Christina Heatherton

Postdoctoral Fellow

Christina Heatherton is a historian and interdisciplinary scholar of social movements. Her work explores the intersections of race, class, and gender. She is the author of The Color Line and the Class Struggle: The Mexican Revolution, Internationalism, and the American Century (forthcoming) and is currently editing a volume entitled The World Refuses: Global Struggles Against Racism and Imperialism, 1893-1933. Her work will appear in the volume Rising Tides of Color: Race, Radicalism, and Repression on the Pacific Coast and Beyond edited by Moon-Ho Jung (University of Washington Press, 2014) among other places.
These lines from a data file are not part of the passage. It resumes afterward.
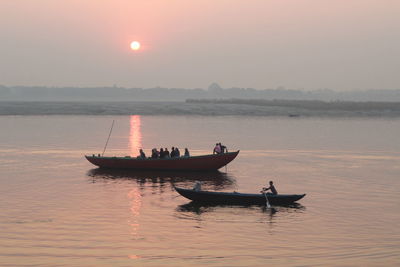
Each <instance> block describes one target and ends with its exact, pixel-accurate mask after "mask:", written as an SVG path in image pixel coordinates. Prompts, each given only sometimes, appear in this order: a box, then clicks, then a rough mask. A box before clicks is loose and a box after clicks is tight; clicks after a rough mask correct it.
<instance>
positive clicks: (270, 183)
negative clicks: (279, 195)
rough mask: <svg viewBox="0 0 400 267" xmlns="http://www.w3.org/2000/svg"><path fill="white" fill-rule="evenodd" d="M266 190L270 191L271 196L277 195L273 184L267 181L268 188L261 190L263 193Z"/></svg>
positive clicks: (275, 189)
mask: <svg viewBox="0 0 400 267" xmlns="http://www.w3.org/2000/svg"><path fill="white" fill-rule="evenodd" d="M268 190H271V193H272V194H273V195H277V194H278V191H276V188H275V186H274V182H273V181H269V187H264V188H263V191H268Z"/></svg>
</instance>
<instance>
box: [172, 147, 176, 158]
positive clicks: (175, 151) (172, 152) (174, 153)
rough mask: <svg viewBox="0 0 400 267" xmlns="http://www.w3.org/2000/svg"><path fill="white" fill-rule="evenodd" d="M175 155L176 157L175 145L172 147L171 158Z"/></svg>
mask: <svg viewBox="0 0 400 267" xmlns="http://www.w3.org/2000/svg"><path fill="white" fill-rule="evenodd" d="M175 157H176V151H175V147H171V158H175Z"/></svg>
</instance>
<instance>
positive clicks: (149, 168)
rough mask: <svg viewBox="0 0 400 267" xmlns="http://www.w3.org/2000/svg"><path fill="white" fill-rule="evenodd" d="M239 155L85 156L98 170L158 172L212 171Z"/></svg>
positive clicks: (216, 168) (232, 153) (221, 154)
mask: <svg viewBox="0 0 400 267" xmlns="http://www.w3.org/2000/svg"><path fill="white" fill-rule="evenodd" d="M238 154H239V150H238V151H236V152H228V153H222V154H211V155H203V156H192V157H177V158H162V159H160V158H157V159H152V158H146V159H143V158H132V157H103V156H95V155H93V156H85V157H86V159H87V160H88V161H89V162H91V163H92V164H94V165H96V166H99V167H100V168H113V169H135V170H159V171H214V170H218V169H220V168H221V167H223V166H225V165H227V164H228V163H229V162H231V161H232V160H234V159H235V158H236V156H237V155H238Z"/></svg>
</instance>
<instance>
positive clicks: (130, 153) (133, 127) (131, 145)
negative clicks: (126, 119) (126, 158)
mask: <svg viewBox="0 0 400 267" xmlns="http://www.w3.org/2000/svg"><path fill="white" fill-rule="evenodd" d="M141 147H142V132H141V118H140V115H132V116H130V127H129V151H130V154H131V156H137V155H138V154H139V149H140V148H141Z"/></svg>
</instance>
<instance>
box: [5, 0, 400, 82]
mask: <svg viewBox="0 0 400 267" xmlns="http://www.w3.org/2000/svg"><path fill="white" fill-rule="evenodd" d="M134 40H137V41H139V42H140V43H141V44H142V49H140V50H139V51H137V52H134V51H132V50H131V49H130V43H131V42H132V41H134ZM212 82H217V83H219V84H220V85H221V86H222V87H225V88H227V87H233V86H237V87H253V88H258V89H265V88H275V87H277V86H285V87H287V88H293V89H298V88H304V89H318V88H331V89H337V90H346V89H369V88H377V89H379V88H386V89H399V88H400V0H374V1H372V0H163V1H162V0H0V84H3V85H7V86H13V85H46V86H83V87H88V86H90V87H91V86H112V85H114V84H116V85H118V86H124V87H145V88H148V87H154V86H162V87H181V88H196V87H200V88H206V87H208V85H209V84H210V83H212Z"/></svg>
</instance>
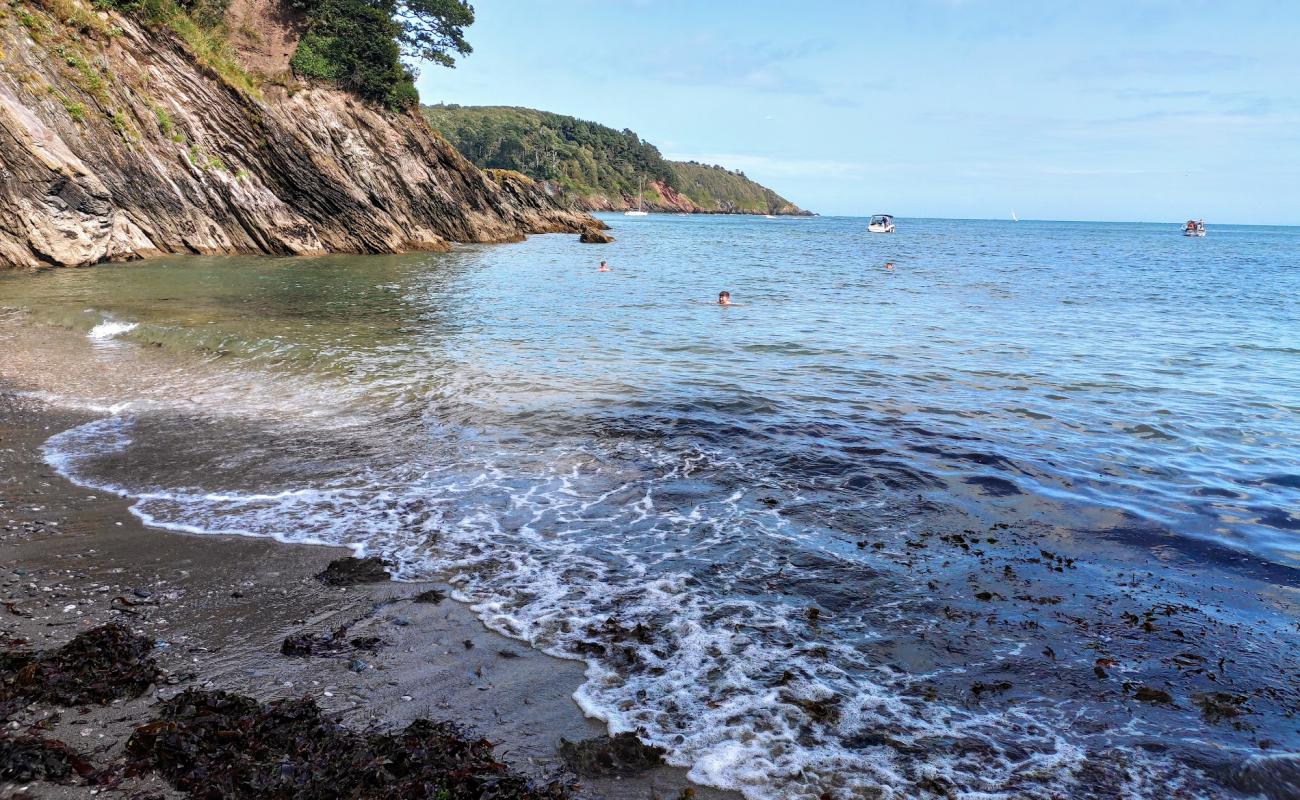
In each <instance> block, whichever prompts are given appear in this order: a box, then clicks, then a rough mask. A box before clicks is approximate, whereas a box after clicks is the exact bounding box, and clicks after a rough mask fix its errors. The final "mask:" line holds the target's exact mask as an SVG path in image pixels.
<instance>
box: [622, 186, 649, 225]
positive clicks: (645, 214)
mask: <svg viewBox="0 0 1300 800" xmlns="http://www.w3.org/2000/svg"><path fill="white" fill-rule="evenodd" d="M642 191H645V180H643V178H642V180H640V181H637V207H636V211H624V212H623V216H625V217H643V216H649V213H650V212H647V211H646V209H645V208H643V207H642V202H643V198H642V196H641V193H642Z"/></svg>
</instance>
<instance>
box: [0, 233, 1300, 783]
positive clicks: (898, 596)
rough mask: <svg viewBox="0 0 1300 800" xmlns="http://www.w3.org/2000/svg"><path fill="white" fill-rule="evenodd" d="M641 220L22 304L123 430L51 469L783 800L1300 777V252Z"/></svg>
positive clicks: (19, 338) (206, 267)
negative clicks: (331, 550)
mask: <svg viewBox="0 0 1300 800" xmlns="http://www.w3.org/2000/svg"><path fill="white" fill-rule="evenodd" d="M610 220H611V224H614V225H615V232H614V233H615V235H616V237H617V239H619V241H617V243H616V245H614V246H611V247H604V248H594V247H590V246H581V245H577V243H576V242H575V241H573V238H572V237H534V238H533V239H530V241H528V242H525V243H523V245H516V246H495V247H464V248H458V250H456V251H454V252H451V254H434V255H408V256H369V258H328V259H292V260H273V259H174V260H160V261H149V263H146V264H134V265H122V267H101V268H95V269H88V271H59V272H49V273H43V274H39V276H18V277H6V278H4V280H0V306H4V307H8V308H10V310H12V311H9V312H8V313H6V315H4V317H3V320H0V333H3V334H4V336H5V337H6V340H8V342H9V343H8V346H6V358H4V360H3V362H0V376H4V377H8V379H9V380H12V381H16V382H18V384H21V385H23V386H26V388H27V389H30V390H32V392H34V393H38V394H43V395H44V397H49V398H52V399H61V401H66V402H78V403H83V405H94V406H96V407H101V408H104V410H107V411H109V412H110V414H108V415H107V416H105V418H104V419H103V420H99V421H95V423H91V424H88V425H85V427H82V428H78V429H75V431H72V432H69V433H65V434H60V436H56V437H55V438H53V440H52V441H51V442H49V445H48V457H49V459H51V460H52V462H53V463H55V464H56V466H59V467H60V468H61V470H64V471H65V472H66V473H69V475H70V476H73V477H74V479H75V480H78V481H81V483H83V484H87V485H96V487H104V488H113V489H116V490H120V492H122V493H123V494H129V496H131V497H135V498H138V502H136V506H135V507H136V513H139V514H140V515H142V516H143V518H146V519H147V520H149V522H153V523H155V524H160V526H164V527H172V528H177V529H186V531H192V532H242V533H250V535H259V536H276V537H278V539H283V540H287V541H321V542H333V544H350V545H354V546H357V548H364V549H367V550H369V552H377V553H383V554H386V555H390V557H393V558H395V559H398V561H399V562H400V563H402V567H403V570H404V574H406V575H411V576H415V575H425V574H430V572H441V574H446V575H451V576H452V579H454V581H455V583H456V585H458V587H459V592H460V596H461V598H464V600H468V601H471V602H473V604H476V609H477V610H478V613H480V615H481V617H482V618H484V619H485V622H487V624H490V626H491V627H494V628H497V630H500V631H503V632H507V633H511V635H513V636H517V637H521V639H526V640H529V641H532V643H533V644H534V645H537V647H539V648H543V649H546V650H549V652H552V653H556V654H563V656H568V657H581V658H585V660H586V661H588V663H589V670H588V676H589V680H588V683H586V684H585V686H584V688H582V689H581V691H580V693H578V697H577V699H578V701H580V702H581V704H582V705H584V708H585V709H586V710H588V712H589V713H591V714H594V715H598V717H601V718H604V719H607V721H608V722H610V725H611V728H615V730H628V728H641V730H642V731H643V734H645V736H646V738H649V739H651V740H655V741H658V743H660V744H664V745H666V747H668V748H669V749H671V753H672V758H673V761H676V762H679V764H682V765H688V766H692V767H693V777H695V778H697V779H699V780H703V782H708V783H715V784H720V786H732V787H736V788H741V790H742V791H745V792H746V793H748V795H750V796H753V797H802V796H807V797H816V796H819V795H822V793H823V792H831V795H832V796H846V797H848V796H872V792H875V791H881V792H884V793H885V795H887V796H891V795H892V796H917V795H918V793H924V792H933V793H941V792H945V791H946V792H952V793H957V795H965V796H1043V797H1050V796H1057V795H1060V793H1062V792H1071V793H1084V792H1093V793H1100V795H1106V793H1108V792H1109V793H1110V795H1114V793H1127V795H1135V796H1138V795H1143V793H1145V795H1148V796H1153V797H1154V796H1178V792H1183V793H1184V795H1186V796H1235V795H1243V796H1244V793H1245V792H1247V791H1248V790H1249V788H1251V787H1252V786H1255V784H1251V783H1249V782H1248V780H1247V779H1244V778H1242V777H1240V773H1242V770H1243V769H1255V767H1248V766H1243V765H1249V764H1253V762H1249V761H1248V760H1249V758H1251V757H1252V756H1257V754H1260V753H1261V752H1264V753H1266V754H1275V753H1278V752H1283V753H1286V752H1288V751H1291V752H1294V751H1296V749H1300V739H1297V732H1296V726H1295V722H1294V714H1295V710H1296V697H1297V692H1300V687H1297V676H1296V674H1295V669H1294V665H1295V663H1296V656H1297V649H1300V648H1297V647H1296V645H1297V636H1296V630H1297V628H1296V622H1297V619H1300V617H1297V613H1296V604H1297V596H1296V587H1297V580H1296V578H1297V572H1296V570H1297V568H1300V546H1297V545H1300V467H1297V464H1300V303H1297V300H1300V264H1297V260H1300V258H1297V254H1300V229H1286V228H1231V226H1225V228H1216V229H1214V230H1213V232H1212V234H1210V237H1208V238H1205V239H1188V238H1183V237H1180V235H1178V233H1177V226H1166V225H1113V224H1105V225H1104V224H1056V222H1052V224H1049V222H1021V224H1010V222H976V221H940V220H909V221H905V222H904V224H902V226H901V229H900V230H901V232H900V233H898V234H896V235H892V237H880V235H878V237H870V235H867V234H865V233H863V222H862V220H849V219H813V220H761V219H699V217H659V216H654V217H649V219H643V220H627V219H624V217H621V216H619V217H611V219H610ZM601 258H606V259H608V260H610V263H611V265H612V267H614V272H610V273H597V272H595V271H594V261H595V260H598V259H601ZM885 260H892V261H893V263H894V264H896V265H897V268H896V269H894V271H893V272H892V273H891V272H885V271H884V269H883V263H884V261H885ZM720 289H728V290H731V291H732V295H733V299H735V300H736V302H737V303H740V304H738V306H736V307H731V308H720V307H718V306H716V304H715V303H712V302H711V300H712V298H715V297H716V293H718V290H720ZM1225 653H1231V654H1232V658H1231V660H1230V663H1229V662H1223V661H1218V660H1219V658H1221V657H1222V656H1223V654H1225ZM1141 687H1147V688H1161V691H1166V692H1169V696H1170V699H1169V701H1167V702H1165V701H1161V700H1156V701H1143V700H1138V699H1136V697H1138V695H1139V692H1138V689H1139V688H1141ZM1216 692H1222V693H1227V695H1232V696H1234V697H1243V699H1244V700H1243V701H1242V702H1236V701H1231V702H1229V701H1227V700H1223V699H1219V700H1221V701H1222V702H1229V706H1231V708H1232V709H1235V710H1234V713H1231V714H1221V713H1217V712H1214V710H1213V709H1219V705H1214V704H1213V702H1209V701H1206V700H1205V699H1206V697H1212V699H1213V697H1216V695H1214V693H1216ZM1147 696H1148V697H1151V696H1149V695H1147ZM1222 702H1221V705H1222ZM1206 708H1210V709H1212V710H1205V709H1206ZM1225 708H1227V706H1225ZM1261 741H1262V743H1264V744H1265V745H1266V748H1264V749H1262V751H1261ZM1270 769H1271V767H1270ZM1273 784H1274V786H1284V783H1282V782H1281V780H1279V779H1273ZM1279 791H1281V790H1279ZM1278 796H1284V795H1278Z"/></svg>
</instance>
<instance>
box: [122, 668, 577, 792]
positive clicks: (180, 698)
mask: <svg viewBox="0 0 1300 800" xmlns="http://www.w3.org/2000/svg"><path fill="white" fill-rule="evenodd" d="M126 752H127V756H129V757H130V758H131V760H133V762H131V769H133V770H134V771H146V770H156V771H159V773H160V774H161V775H162V777H164V778H166V779H168V782H170V783H172V786H173V787H175V788H177V790H179V791H183V792H187V793H190V795H191V796H194V797H224V799H226V800H240V799H250V800H251V799H253V797H257V799H263V797H265V799H272V800H315V799H317V797H330V799H338V800H361V799H369V797H376V799H380V797H382V799H390V797H403V799H407V797H411V799H429V800H434V799H437V800H563V799H565V797H568V796H569V788H568V786H567V784H563V783H556V782H551V783H545V784H538V783H534V782H532V780H529V779H528V778H524V777H521V775H517V774H512V773H510V771H508V770H507V769H506V766H504V765H503V764H500V762H498V761H497V760H495V758H494V757H493V751H491V744H490V743H489V741H486V740H484V739H474V738H473V736H471V735H468V734H467V732H465V731H464V730H463V728H460V727H459V726H456V725H454V723H450V722H430V721H428V719H417V721H415V722H412V723H411V725H409V726H407V727H406V728H404V730H402V731H398V732H387V734H382V732H359V731H354V730H350V728H346V727H343V726H342V725H339V723H337V722H334V721H331V719H329V718H326V717H324V715H321V712H320V709H318V708H317V706H316V702H315V701H312V700H311V699H305V700H279V701H274V702H269V704H261V702H257V701H256V700H252V699H251V697H243V696H239V695H231V693H226V692H204V691H196V689H190V691H186V692H182V693H181V695H177V696H175V697H173V699H172V700H168V701H166V702H164V704H162V705H161V706H160V712H159V717H157V719H155V721H153V722H149V723H147V725H144V726H142V727H139V728H136V730H135V732H134V734H131V738H130V740H129V741H127V743H126Z"/></svg>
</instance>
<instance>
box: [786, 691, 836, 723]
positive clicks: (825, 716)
mask: <svg viewBox="0 0 1300 800" xmlns="http://www.w3.org/2000/svg"><path fill="white" fill-rule="evenodd" d="M781 700H784V701H785V702H789V704H790V705H797V706H798V708H801V709H803V713H805V714H807V715H809V717H810V718H811V719H813V721H814V722H831V723H835V722H839V721H840V699H839V697H833V696H832V697H822V699H818V700H811V699H807V697H796V696H794V695H789V693H785V695H781Z"/></svg>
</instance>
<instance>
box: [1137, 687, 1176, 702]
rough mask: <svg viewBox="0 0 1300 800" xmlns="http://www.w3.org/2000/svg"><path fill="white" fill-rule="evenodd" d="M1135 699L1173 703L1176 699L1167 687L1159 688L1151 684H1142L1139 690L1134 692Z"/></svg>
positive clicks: (1149, 701)
mask: <svg viewBox="0 0 1300 800" xmlns="http://www.w3.org/2000/svg"><path fill="white" fill-rule="evenodd" d="M1134 699H1136V700H1140V701H1143V702H1165V704H1173V702H1174V699H1173V697H1171V696H1170V693H1169V692H1166V691H1165V689H1157V688H1153V687H1149V686H1140V687H1138V691H1135V692H1134Z"/></svg>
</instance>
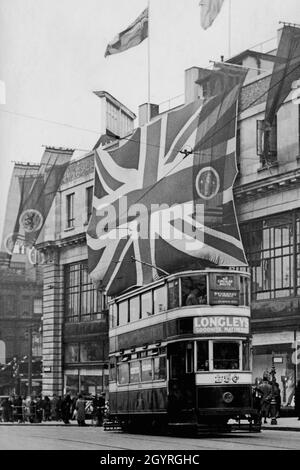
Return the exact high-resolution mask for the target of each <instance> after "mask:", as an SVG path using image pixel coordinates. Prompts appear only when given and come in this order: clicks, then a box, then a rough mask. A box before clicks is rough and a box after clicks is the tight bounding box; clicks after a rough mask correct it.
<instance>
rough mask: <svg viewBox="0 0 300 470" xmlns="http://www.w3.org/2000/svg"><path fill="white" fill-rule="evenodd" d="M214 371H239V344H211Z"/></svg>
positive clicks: (217, 342)
mask: <svg viewBox="0 0 300 470" xmlns="http://www.w3.org/2000/svg"><path fill="white" fill-rule="evenodd" d="M213 363H214V369H218V370H230V369H235V370H238V369H239V343H230V342H215V343H214V344H213Z"/></svg>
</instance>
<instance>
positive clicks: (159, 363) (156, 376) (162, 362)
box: [153, 355, 167, 381]
mask: <svg viewBox="0 0 300 470" xmlns="http://www.w3.org/2000/svg"><path fill="white" fill-rule="evenodd" d="M156 363H158V367H156ZM162 363H164V364H163V366H162ZM153 380H154V381H158V380H167V356H166V355H163V356H156V357H154V358H153Z"/></svg>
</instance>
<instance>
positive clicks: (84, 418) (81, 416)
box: [75, 394, 86, 426]
mask: <svg viewBox="0 0 300 470" xmlns="http://www.w3.org/2000/svg"><path fill="white" fill-rule="evenodd" d="M75 409H76V411H77V415H76V419H77V423H78V426H85V425H86V424H85V400H84V399H83V398H82V395H80V394H79V395H78V399H77V401H76V405H75Z"/></svg>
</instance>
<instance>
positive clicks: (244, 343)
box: [242, 341, 250, 370]
mask: <svg viewBox="0 0 300 470" xmlns="http://www.w3.org/2000/svg"><path fill="white" fill-rule="evenodd" d="M242 354H243V370H250V343H249V341H243V353H242Z"/></svg>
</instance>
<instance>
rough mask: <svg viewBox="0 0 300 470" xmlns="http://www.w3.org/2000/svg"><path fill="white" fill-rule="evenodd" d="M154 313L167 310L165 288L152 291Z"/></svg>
mask: <svg viewBox="0 0 300 470" xmlns="http://www.w3.org/2000/svg"><path fill="white" fill-rule="evenodd" d="M153 303H154V313H160V312H164V311H165V310H167V290H166V287H165V286H162V287H158V289H154V291H153Z"/></svg>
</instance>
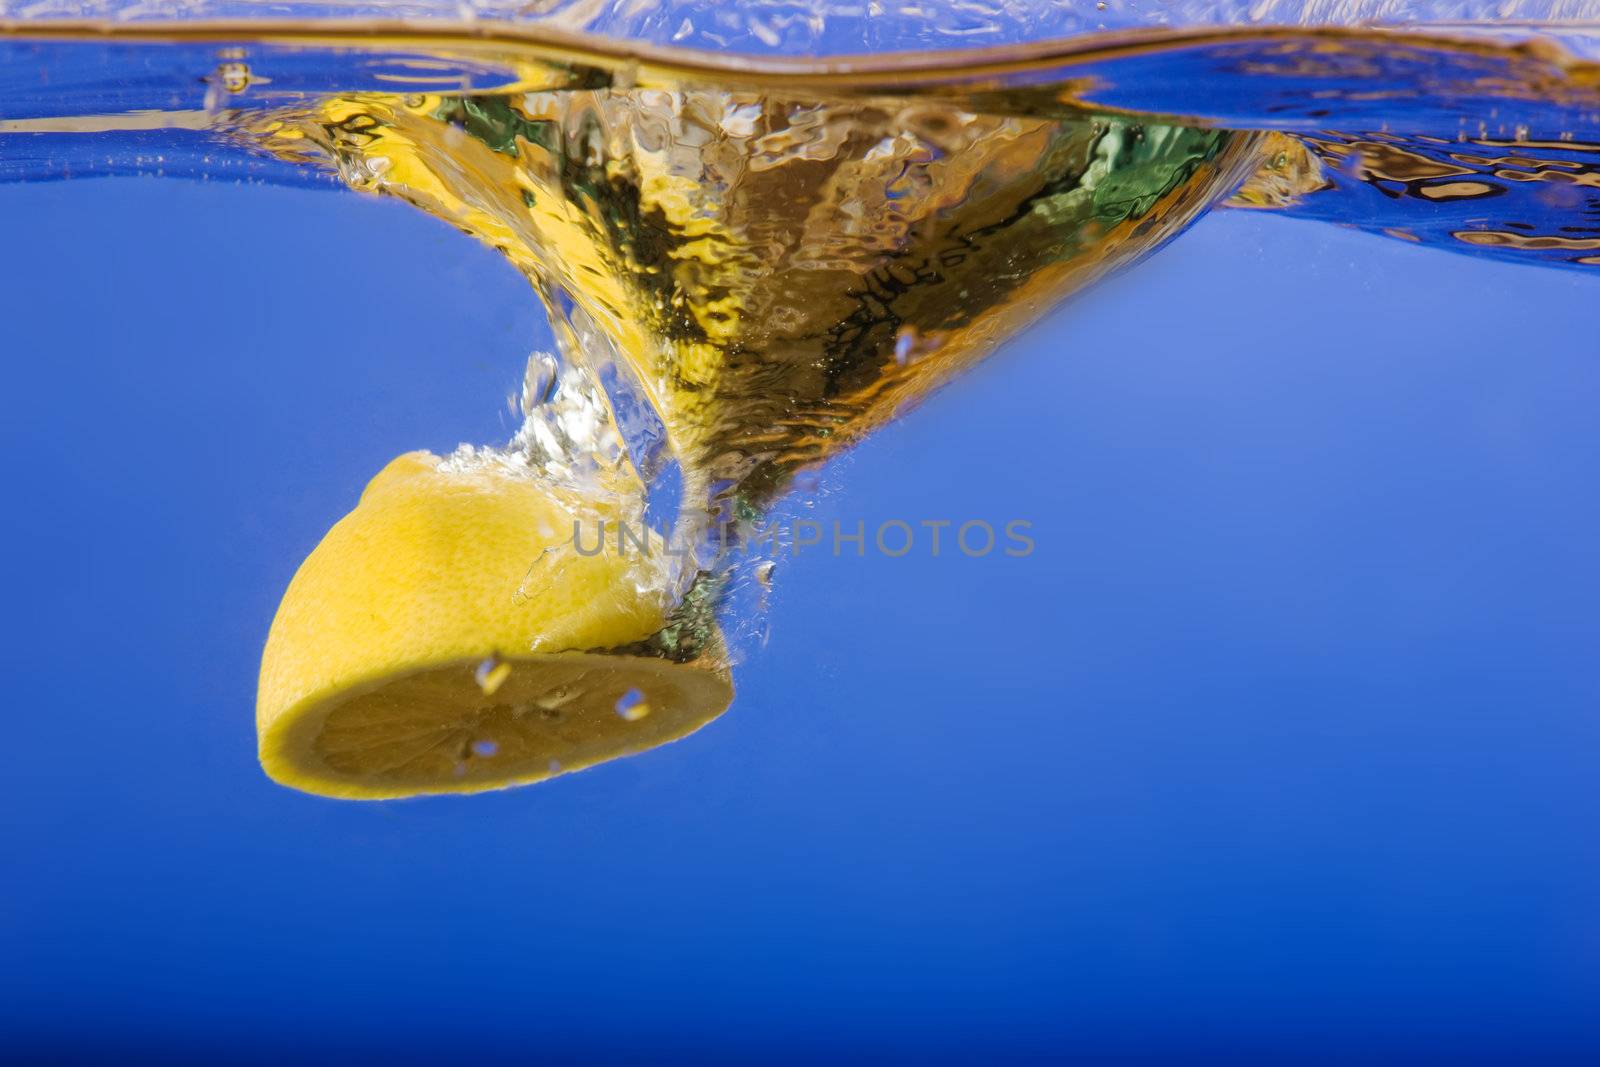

She is the co-editor with Jordan T. Camp of Freedom Now! Struggles for the Human Right to Housing in LA and Beyond (2012). She received her Ph.D. from USC’s Department of American Studies and Ethnicity in 2012 and is currently a member of the Global Advisory Board of the Arcus Center for Social Justice Leadership.




Participating Years


2013–2014

Remaking Worlds: Insurgencies, Revolutions, Utopias

Building on the past two years of seminars devoted to the theme of “Uprisings” the Center for Place, Culture, and Politics will focus its upcoming 2013-2014 seminar on questions of insurgencies, revolutions, and utopias. We propose to examine each of these phenomena as ongoing processes rather than as singular historical, present, or forthcoming events.
2012–2013

Uprisings: in History, in Process, in the Future

The last year has witnessed an extraordinary flowering of political and social protest across the globe. Each location of struggle, whether the revolutions sometimes called the “Arab Spring” or the vigorous demonstrations of the “Occupy Wall Street” movement, provides important lessons in how we understand social change in the current conjuncture.What is the longue durée of such struggle? How do uprisings reconfigure the social? How are they represented and is representation itself an uprising?